Après des semaines de tension qui ont mis les nerfs des ménages à rude épreuve, le gaz domestique est de nouveau disponible dans les stations-service de Libreville, Akanda et Owendo. Constat sur le terrain d’un retour à la normale tant attendu.
Ce dimanche 11 janvier 2026, le décor a radicalement changé dans les stations-service de la capitale et ses environs. À Akanda, notamment à la station Petro de Gigi, les racks de bouteilles ne sont plus vides. « Je confirme la disponibilité du gaz. Comme vous pouvez le constater, les racks sont pleins, on a du produit », rassure une pompiste avec optimisme.
Le prix, lui, reste inchangé et encadré : 4 950 FCFA la bouteille. Cette reprise progressive permet aux populations de souffler après une période de fin d’année marquée par l’incertitude.

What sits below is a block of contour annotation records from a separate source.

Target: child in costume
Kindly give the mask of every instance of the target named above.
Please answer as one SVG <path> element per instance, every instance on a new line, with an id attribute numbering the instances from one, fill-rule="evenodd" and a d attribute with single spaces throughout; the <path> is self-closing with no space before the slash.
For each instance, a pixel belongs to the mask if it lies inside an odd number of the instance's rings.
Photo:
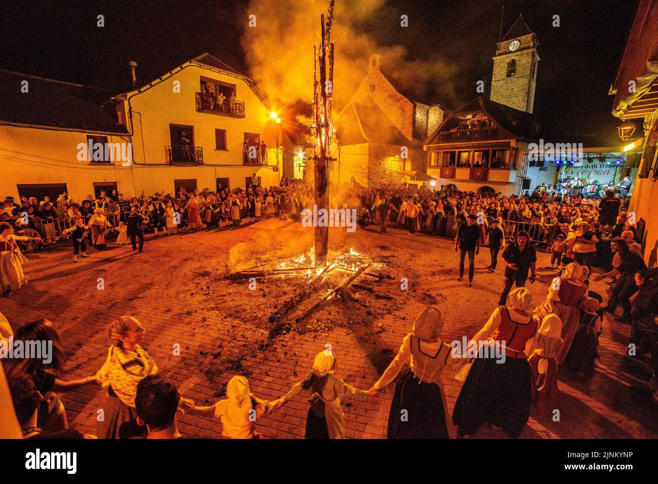
<path id="1" fill-rule="evenodd" d="M 62 235 L 67 233 L 71 234 L 71 240 L 73 241 L 73 262 L 78 262 L 78 254 L 82 253 L 82 257 L 89 257 L 87 255 L 87 245 L 84 241 L 84 231 L 87 230 L 84 222 L 82 217 L 76 219 L 76 224 L 72 227 L 66 229 Z"/>
<path id="2" fill-rule="evenodd" d="M 128 238 L 128 226 L 122 222 L 120 222 L 119 226 L 116 228 L 116 230 L 119 231 L 119 235 L 116 237 L 116 243 L 122 245 L 130 243 L 130 241 Z"/>
<path id="3" fill-rule="evenodd" d="M 567 355 L 567 365 L 580 377 L 594 374 L 594 360 L 597 355 L 597 335 L 601 333 L 601 316 L 597 314 L 599 301 L 588 297 L 580 304 L 582 315 L 578 332 Z"/>
<path id="4" fill-rule="evenodd" d="M 261 400 L 251 393 L 249 381 L 235 375 L 226 385 L 226 397 L 211 406 L 195 406 L 193 402 L 183 399 L 182 409 L 190 415 L 218 418 L 222 422 L 222 435 L 229 439 L 260 439 L 256 431 L 256 422 L 283 404 L 282 399 L 269 401 Z"/>
<path id="5" fill-rule="evenodd" d="M 530 366 L 532 403 L 540 415 L 550 414 L 555 408 L 559 389 L 557 387 L 556 358 L 562 344 L 560 335 L 562 320 L 557 314 L 544 317 L 528 358 Z"/>
<path id="6" fill-rule="evenodd" d="M 343 397 L 367 398 L 369 393 L 354 388 L 334 376 L 336 359 L 330 349 L 320 351 L 313 360 L 313 369 L 295 383 L 282 399 L 311 390 L 311 408 L 306 418 L 307 439 L 344 439 L 345 423 L 340 400 Z"/>

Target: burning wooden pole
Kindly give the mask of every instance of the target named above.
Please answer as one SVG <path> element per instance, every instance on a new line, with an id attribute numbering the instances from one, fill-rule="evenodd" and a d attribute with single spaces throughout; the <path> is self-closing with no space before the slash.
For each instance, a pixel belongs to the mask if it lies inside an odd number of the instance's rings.
<path id="1" fill-rule="evenodd" d="M 329 208 L 329 164 L 333 134 L 331 109 L 334 91 L 334 44 L 331 43 L 331 26 L 334 18 L 334 0 L 329 3 L 329 12 L 324 21 L 320 17 L 322 40 L 320 47 L 314 47 L 313 114 L 315 117 L 315 153 L 313 157 L 313 182 L 315 204 L 318 210 Z M 319 226 L 320 224 L 317 224 Z M 329 251 L 329 228 L 326 224 L 315 228 L 315 266 L 326 265 Z"/>

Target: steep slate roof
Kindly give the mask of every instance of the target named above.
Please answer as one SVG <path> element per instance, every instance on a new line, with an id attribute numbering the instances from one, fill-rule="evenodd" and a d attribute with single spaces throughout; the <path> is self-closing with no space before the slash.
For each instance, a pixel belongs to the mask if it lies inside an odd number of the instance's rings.
<path id="1" fill-rule="evenodd" d="M 28 82 L 27 93 L 21 83 Z M 0 123 L 126 134 L 112 105 L 111 93 L 0 69 Z"/>
<path id="2" fill-rule="evenodd" d="M 510 134 L 517 139 L 530 140 L 534 139 L 536 137 L 534 131 L 534 116 L 532 114 L 526 111 L 511 108 L 499 103 L 485 99 L 480 96 L 446 116 L 443 122 L 432 133 L 424 144 L 430 144 L 436 133 L 445 124 L 450 122 L 455 114 L 466 114 L 474 111 L 486 111 L 499 126 L 509 132 Z"/>
<path id="3" fill-rule="evenodd" d="M 205 64 L 207 66 L 210 66 L 211 67 L 222 69 L 222 70 L 228 70 L 229 72 L 233 72 L 234 74 L 237 74 L 240 76 L 244 76 L 244 74 L 241 72 L 238 72 L 228 64 L 224 64 L 218 59 L 213 55 L 211 55 L 207 52 L 201 54 L 198 57 L 195 57 L 192 60 L 196 60 L 201 64 Z"/>
<path id="4" fill-rule="evenodd" d="M 523 20 L 523 16 L 519 15 L 519 18 L 514 22 L 512 28 L 503 37 L 502 40 L 511 40 L 511 39 L 516 39 L 517 37 L 523 37 L 523 36 L 527 36 L 530 34 L 532 34 L 530 28 L 528 26 L 528 24 Z"/>
<path id="5" fill-rule="evenodd" d="M 376 105 L 350 103 L 341 114 L 336 132 L 343 146 L 362 143 L 405 146 L 411 142 Z"/>

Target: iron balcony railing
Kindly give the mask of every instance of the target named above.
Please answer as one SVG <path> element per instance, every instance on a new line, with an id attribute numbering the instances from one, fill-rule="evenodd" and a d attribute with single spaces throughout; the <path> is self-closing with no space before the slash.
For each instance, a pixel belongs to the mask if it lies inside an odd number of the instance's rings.
<path id="1" fill-rule="evenodd" d="M 440 143 L 449 143 L 451 141 L 476 141 L 495 139 L 497 133 L 497 128 L 495 126 L 446 131 L 439 133 L 438 141 Z"/>
<path id="2" fill-rule="evenodd" d="M 167 164 L 203 164 L 203 149 L 200 146 L 165 146 Z"/>
<path id="3" fill-rule="evenodd" d="M 211 94 L 196 93 L 197 111 L 234 118 L 245 117 L 245 103 L 241 101 L 231 101 L 228 97 L 220 98 Z"/>

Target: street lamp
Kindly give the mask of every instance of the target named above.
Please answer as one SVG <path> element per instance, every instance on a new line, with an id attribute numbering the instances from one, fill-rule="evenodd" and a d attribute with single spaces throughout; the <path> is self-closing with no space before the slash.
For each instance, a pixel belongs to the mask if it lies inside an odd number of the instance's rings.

Le secret de celles qui ont tenu : l’anticipation
Si certaines zones ont souffert, d’autres ont mieux résisté grâce à une gestion de stock rigoureuse. C’est le cas de la station Gab’Oil d’Avorbam. « Nous n’avons pas réellement connu de pénurie, c’est simplement que la demande était exceptionnellement forte. Nous avons été livrés régulièrement toute la semaine », explique la gérante de la station Marseille 2.
À Libreville, le constat est identique : les files d’attente interminables et les recherches désespérées de station en station semblent désormais appartenir au passé.
Entre soulagement et leçons de prudence
Dans les rangs des consommateurs, les stratégies divergent. Il y a les prévoyants, rodés aux cycles de pénuries : « Avant les fêtes, j’ai stocké trois bouteilles. Il faut toujours anticiper quand les périodes de réjouissances approchent », confie une cliente rencontrée sur place.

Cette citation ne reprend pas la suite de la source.